The balance of type 1 and type 2 immune responses in the contexts of hepatitis B infection and hepatitis D infection.

BACKGROUND: Hepatitis delta virus (HDV) infection is the most rapidly progressive chronic viral hepatitis. Little is understood about the immune responses to HDV.

AIM: To characterize the systemic immune environments of hepatitis B virus (HBV) and HDV patients at various disease stages.

METHODS: Evaluated 129 subjects; 53 HBV, 43 HDV, 33 healthy controls. HBV and HDV subjects were categorized by aspartate aminotransferase to platelet ratio index (APRI) into mild (APRI < 0.5), moderate, and severe (APRI > 1.0). Serum cytokines and immune markers were assessed at a single treatment-naïve time-point.

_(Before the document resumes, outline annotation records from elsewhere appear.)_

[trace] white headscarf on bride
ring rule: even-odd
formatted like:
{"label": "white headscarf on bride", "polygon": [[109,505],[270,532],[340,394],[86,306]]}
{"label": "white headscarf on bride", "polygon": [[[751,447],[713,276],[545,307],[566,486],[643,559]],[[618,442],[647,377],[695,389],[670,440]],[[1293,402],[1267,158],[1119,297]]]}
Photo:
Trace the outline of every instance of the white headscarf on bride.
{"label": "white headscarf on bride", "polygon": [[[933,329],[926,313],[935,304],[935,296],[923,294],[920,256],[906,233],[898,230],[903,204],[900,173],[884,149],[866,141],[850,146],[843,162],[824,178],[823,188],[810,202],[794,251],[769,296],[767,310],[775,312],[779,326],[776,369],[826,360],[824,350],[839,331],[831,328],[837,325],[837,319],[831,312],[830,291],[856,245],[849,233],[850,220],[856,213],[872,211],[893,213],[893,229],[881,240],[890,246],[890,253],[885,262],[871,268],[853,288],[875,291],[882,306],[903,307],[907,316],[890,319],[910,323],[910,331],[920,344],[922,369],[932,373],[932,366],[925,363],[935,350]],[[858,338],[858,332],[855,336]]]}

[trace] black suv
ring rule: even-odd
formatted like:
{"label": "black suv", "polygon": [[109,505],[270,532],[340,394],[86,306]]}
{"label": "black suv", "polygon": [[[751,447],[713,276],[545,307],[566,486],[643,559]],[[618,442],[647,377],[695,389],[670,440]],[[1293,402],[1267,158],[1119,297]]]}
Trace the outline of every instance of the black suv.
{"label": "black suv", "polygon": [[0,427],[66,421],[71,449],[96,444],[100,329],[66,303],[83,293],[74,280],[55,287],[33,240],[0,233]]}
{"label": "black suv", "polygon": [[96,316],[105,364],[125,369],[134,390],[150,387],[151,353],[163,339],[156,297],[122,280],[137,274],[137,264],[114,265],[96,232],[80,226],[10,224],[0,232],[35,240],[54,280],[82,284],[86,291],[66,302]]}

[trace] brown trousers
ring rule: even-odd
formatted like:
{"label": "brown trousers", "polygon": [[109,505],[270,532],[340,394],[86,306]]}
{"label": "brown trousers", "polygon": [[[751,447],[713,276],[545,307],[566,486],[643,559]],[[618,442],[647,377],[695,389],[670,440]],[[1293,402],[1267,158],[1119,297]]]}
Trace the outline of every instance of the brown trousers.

RESULTS: Type 1 cytokines are elevated in both HBV and HDV. Both groups show higher TNFa, IL-12p40, and CXCL9 when compared to controls (all p< 0.05). However, only HBV group displayed elevated IFNg compared to controls. Type 2 cytokines are elevated in HBV. HBV group shows higher IL-4, IL-13, and CCL26 compared to healthy controls and HDV. Chemokine CCL2 and CCL13 are lower in HDV. When assessing ratios, HDV displays higher IFNg/IL-4, TNFa/IL-4, and TNFa/IL-13 ratios than HBV and controls.

CONCLUSION: HBV and HDV subjects show similarly elevated type 1 cytokines. HDV subjects display relatively lower type 2 cytokines. These differences in the systemic immune environments, particularly the predominance of type 1 responses, may contribute to the comparatively rapid progression of HDV disease.

TRANSLATIONAL IMPACT: Characterization of the imbalance in type 1 and type 2 immunity unique HDV has the potential to provide immunological insights for designing therapeutic targets in HDV associated disease progression.